Polish legislators have recently introduced a new bill that’s set to clarify how cryptocurrency taxation works in the country. The document addresses both cryptocurrency transactions and cryptocurrency mining.
According to local crypto news outlet Kryptowaluty, the Polish Council of Ministers is set to review the new bill in the third quarter of this year, presumably to determine whether or not it achieves its goal of simplifying cryptocurrency taxation.

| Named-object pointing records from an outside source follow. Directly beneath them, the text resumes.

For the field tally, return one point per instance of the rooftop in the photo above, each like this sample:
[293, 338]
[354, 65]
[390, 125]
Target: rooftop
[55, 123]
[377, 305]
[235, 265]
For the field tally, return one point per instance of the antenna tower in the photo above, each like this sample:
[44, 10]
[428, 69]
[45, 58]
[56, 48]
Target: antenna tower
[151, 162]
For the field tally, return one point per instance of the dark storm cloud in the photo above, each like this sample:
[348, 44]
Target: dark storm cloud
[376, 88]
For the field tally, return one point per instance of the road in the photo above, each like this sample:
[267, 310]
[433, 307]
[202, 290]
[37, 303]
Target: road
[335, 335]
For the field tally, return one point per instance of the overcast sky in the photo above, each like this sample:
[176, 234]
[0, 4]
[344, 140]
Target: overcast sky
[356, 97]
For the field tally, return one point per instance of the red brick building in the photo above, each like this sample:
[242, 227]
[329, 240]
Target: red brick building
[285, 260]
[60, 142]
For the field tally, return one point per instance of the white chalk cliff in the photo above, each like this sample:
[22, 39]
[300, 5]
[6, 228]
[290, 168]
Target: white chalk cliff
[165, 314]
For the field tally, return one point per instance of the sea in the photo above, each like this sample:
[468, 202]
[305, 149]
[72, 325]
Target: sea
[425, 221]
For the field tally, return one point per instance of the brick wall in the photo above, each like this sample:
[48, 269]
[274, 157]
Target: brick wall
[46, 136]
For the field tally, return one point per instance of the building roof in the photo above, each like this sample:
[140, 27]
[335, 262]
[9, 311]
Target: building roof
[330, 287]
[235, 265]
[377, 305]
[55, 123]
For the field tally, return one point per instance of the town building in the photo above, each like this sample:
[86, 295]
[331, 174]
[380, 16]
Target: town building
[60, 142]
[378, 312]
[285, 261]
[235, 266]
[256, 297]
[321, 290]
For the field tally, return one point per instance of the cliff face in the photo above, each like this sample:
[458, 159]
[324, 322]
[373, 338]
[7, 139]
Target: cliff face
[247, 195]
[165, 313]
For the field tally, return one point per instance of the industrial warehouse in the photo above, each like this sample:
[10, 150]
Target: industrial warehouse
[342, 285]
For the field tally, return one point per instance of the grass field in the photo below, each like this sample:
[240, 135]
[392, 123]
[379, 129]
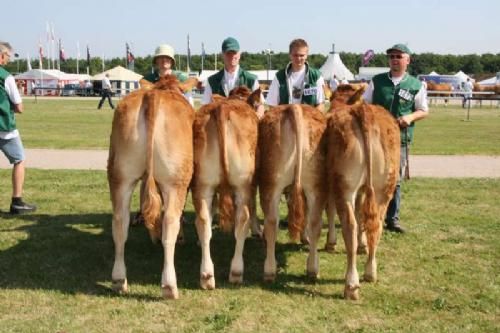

The document justifies its purpose, according to the news outlet, stating:
The project includes solutions addressed both to entrepreneurs and to individuals who do not run a business. The purpose of the regulations introduced or modified by this Act is [a] broadly understood simplification of tax law regarding income taxes and further tightening of the tax system.
The bill reportedly defines cryptocurrencies “within the meaning of the Act of Counteracting Money Laundering and Terrorism Finance,” which means cryptocurrencies are seen as a “digital representation of money.”
These are then split into two categories – “cryptocurrency” and the “virtual digital currency” – both of which can be used as an accepted medium of exchange, electronically stored or transferred, and used in e-commerce.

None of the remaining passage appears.